Deal flow in the life settlement industry’s secondary market can be separated into two main channels – the direct-to-consumer market, where insureds sell their policies to a licensed life settlement provider, perhaps because they have seen or heard TV or radio advertising – and the intermediated channel, where life insurance agents, accountants, attorneys and wealth managers work with their client to sell their policy via a licensed life settlement broker.
In the intermediated channel, deal flow from the wealth manager – registered investment adviser (RIAs) – cohort is on the rise. And the increased activity is coming from what is, figuratively, two sides of the same coin.

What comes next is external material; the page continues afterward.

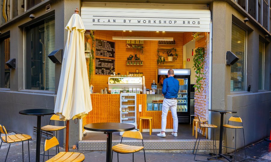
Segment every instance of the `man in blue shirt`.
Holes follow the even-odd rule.
[[[179,90],[179,81],[174,78],[174,71],[172,69],[167,72],[167,78],[164,80],[162,89],[162,96],[165,97],[162,108],[162,129],[161,132],[157,134],[159,137],[166,136],[167,118],[169,108],[170,109],[173,118],[173,132],[171,134],[175,137],[178,136],[178,118],[177,115],[177,98]]]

“A lot of the increased interest in the life settlement market by RIAs is actually being driven by the RIA client. They are seeing advertising on TV, articles online, and in turn, asking their wealth manager whether selling their life insurance policy is right for them,” said Jon B. Mendelsohn, CEO of life settlement broker Ashar Group.
“And the RIAs themselves are also seeing the same commercials and taking a more proactive approach with their clients. There is increased awareness coming from both segments that is driving increased activity in the secondary market.”
The contribution that the RIA segment makes to the life settlement industry in terms of secondary market deal flow is one of three hats they wear in the space.
The second is that of the capital allocator. Life settlement asset managers source their third-party capital from the usual suspects – pension plan sponsors, foundations, endowments, funds of funds, insurance companies, family offices, and high net worth individuals. RIAs are increasingly funnelling their clients’ assets towards life settlements, as part of a broader effort to engage with alternative investments such as hedge funds, private equity, private debt, real estate and venture capital more broadly.
Hats one and two are linked by something of a virtuous circle.
“In many cases, an RIA working with a client to sell a life insurance policy they no longer need is beneficial to them because it’s increasing their AUM. And life settlement brokers like us have the same fiduciary duty to the policy seller as the RIA does to their clients’ best interest, so the RIAs fiduciary duty is satisfied here. The premiums that the insured was previously paying, and the lump sum they receive from the sale of the policy, can now be routed into other investments, which increases the AUM of the RIA. Life settlements works well for both sides,” said Mendelsohn.
The third hat is, currently, by far the smallest the RIA wears. But it could be the most influential: that of increasing the number of life insurance policies that could turn into life settlements in future by incorporating life insurance into the financial planning process that they do for their clients.
Except that they don’t. Or, at least, not many of them do. Reasons abound as to why life insurance is an afterthought for a wealth manager/advisor. First, most RIAs are not licensed to be compensated for work involved in managing life insurance policy assets. Second, in some states, they aren’t licensed to even talk with clients about their life insurance, let alone sell it. Third, even for those RIAs legally able to talk with clients about life insurance, they lack an eco-system of tools, educational resources, and service providers to support the prudent selection or retention and proper management of life insurance in clients’ ‘Best Interests’. Without such an eco-system, like they have for investment management, no wonder RIAs feel unprepared and hesitant to incorporate life insurance portfolio management in the financial planning process that they do for their clients.
All this adds up to what is a substantial roadblock to getting RIAs more involved in life insurance at the ground level.
“There’s no reason why an RIA can’t include life insurance portfolio management as part of their overall service offerings,” said Barry Flagg, CEO at life insurance analytics firm, Veralytic. “But advising clients without tools and service providers that support their fiduciary business model is more time-consuming and outside their comfort zone – and human beings rarely volunteer to do things that are both more difficult and outside their comfort zone. In the meantime, the more progressive RIAs are engaging “subadvisors” to evaluate and manage clients’ life insurance policy assets, in the same way they already do for other specialty financial instruments.”
The life settlement industry believes that its market could be significantly larger. Industry group the European Life Settlement Association, publisher of Life Risk News, recently published a fact sheet that suggests the secondary market could potentially be three times its current size. That belief is driven largely by the gap that exists between the number of policies transacted annually in the secondary market, and the lapse rate of life insurance policies in the US. In 2021, the combined termination rate of all life insurance in the US was worth more than $600bn, whereas the total dollar value of transactions in the secondary market was only $4bn. Whilst not all of the $600bn would qualify for a life settlement, the disparity is clear to see.
But what’s also true is that RIAs could be seed planters, growing the total number and value of life insurance policies that could eventually qualify for a life settlement, if they were to engage with life insurance to a greater extent. Combining that, with their role as an existing driver of secondary market supply, and their influence as capital allocators, shows just how important this cohort is to the life settlement market going forward – and why breaking down barriers to life insurance education is key to success in the long term.
“The two roles that RIAs currently play in the life settlement industry are enough by themselves to justify making the wealth manager channel a strategic priority for the life settlement industry,” said Flagg. “But what also needs to happen is for some of the barriers that currently exist for RIAs to engage with life insurance at the outset to be lowered or removed. That’s a longer–term play but one that makes sense for the life settlement industry to look into.”